Academia's Overweight Bias Problem: Overweight Ph.D Students Are Less Likely To Get Jobs

Academia isn't necessarily known for its inclusiveness (although, thankfully, that's changed a lot since the middle of the 20th century when professors were mostly men, mostly white, and mostly wearing tweed jackets. OK, I made up the tweed jacket part). A new study suggests that one group that struggles to receive acceptance inside the ivory tower is that of overweight people.

Last month, psychology professor Geoffrey Miller tweeted:

His critical, bigoted tweet rightfully ignited a controversy about attitudes in academia, especially how hidden (or, in Miller's case) overt biases might affect a candidate's course of study.
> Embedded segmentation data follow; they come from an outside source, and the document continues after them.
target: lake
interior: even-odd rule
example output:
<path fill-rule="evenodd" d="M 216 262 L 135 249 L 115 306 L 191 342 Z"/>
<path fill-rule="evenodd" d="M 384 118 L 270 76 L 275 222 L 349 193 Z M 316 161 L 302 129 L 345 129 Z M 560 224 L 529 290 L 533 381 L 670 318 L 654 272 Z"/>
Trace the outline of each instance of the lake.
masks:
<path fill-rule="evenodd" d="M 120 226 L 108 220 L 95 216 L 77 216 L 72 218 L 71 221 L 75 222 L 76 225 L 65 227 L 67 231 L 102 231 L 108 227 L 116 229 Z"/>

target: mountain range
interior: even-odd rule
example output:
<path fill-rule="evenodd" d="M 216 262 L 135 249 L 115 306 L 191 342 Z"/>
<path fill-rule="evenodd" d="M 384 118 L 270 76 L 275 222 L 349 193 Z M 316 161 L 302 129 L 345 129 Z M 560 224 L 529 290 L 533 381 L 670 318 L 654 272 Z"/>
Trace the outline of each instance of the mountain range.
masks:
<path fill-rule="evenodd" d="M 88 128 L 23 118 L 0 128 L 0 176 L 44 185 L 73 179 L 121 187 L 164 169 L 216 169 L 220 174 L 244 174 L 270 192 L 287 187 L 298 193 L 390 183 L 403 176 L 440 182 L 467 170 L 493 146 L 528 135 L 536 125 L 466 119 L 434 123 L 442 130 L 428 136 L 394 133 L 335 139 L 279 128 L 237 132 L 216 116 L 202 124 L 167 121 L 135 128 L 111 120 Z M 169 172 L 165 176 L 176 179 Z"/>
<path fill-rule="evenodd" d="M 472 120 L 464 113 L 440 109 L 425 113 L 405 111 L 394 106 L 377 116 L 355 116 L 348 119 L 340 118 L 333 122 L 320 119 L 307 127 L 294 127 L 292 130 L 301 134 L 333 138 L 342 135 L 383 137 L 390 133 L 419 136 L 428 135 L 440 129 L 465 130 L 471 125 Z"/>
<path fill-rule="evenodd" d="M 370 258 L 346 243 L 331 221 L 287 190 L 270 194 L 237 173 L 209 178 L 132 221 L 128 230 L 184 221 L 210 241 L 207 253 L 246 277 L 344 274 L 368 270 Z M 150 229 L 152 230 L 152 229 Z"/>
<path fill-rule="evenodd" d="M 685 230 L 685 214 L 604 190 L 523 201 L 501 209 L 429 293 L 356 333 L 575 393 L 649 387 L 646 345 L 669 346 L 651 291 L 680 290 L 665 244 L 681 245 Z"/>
Miller since apologized and said his tweet was part of a research product, but officials at the University of New Mexico, where he has tenure, didn't believe him.

Still, it seems likely that Miller's views on obese and overweight people aren't an anomaly. A recent study, published in the journal Obesity, found that thinner job candidates had better luck finding postgrad positions after finishing graduate study. Obese candidates fared better when they were interviewed by phone, rather than in-person. I'm not sure if it's true in all disciplines, but I think the majority of tenure-track positions require some kind of in-person interview, whether it's an actual campus visit or a meeting at an academic conference, so I imagine that would make it really difficult for obese people to get jobs in academia (which, is worth mentioning, is a hard field in which to get a job no matter who you are or what you weigh).

The study, from Bowling Green State University, followed 100 Ph.D students who submitted over 594 applications to postgrad programs. Those with higher BMIs were less likely to be offered a spot, and the weight bias seemed more pronounced in women, said researchers.

Although this isn't surprising, it's still disheartening, especially in light of Geoffrey Miller's asinine comments. While I'm all for lessening the rising rate of obesity in this country, that doesn't mean that overweight people should be discriminated against, especially intelligent, highly-qualified people who have succeeded in challenging graduate programs.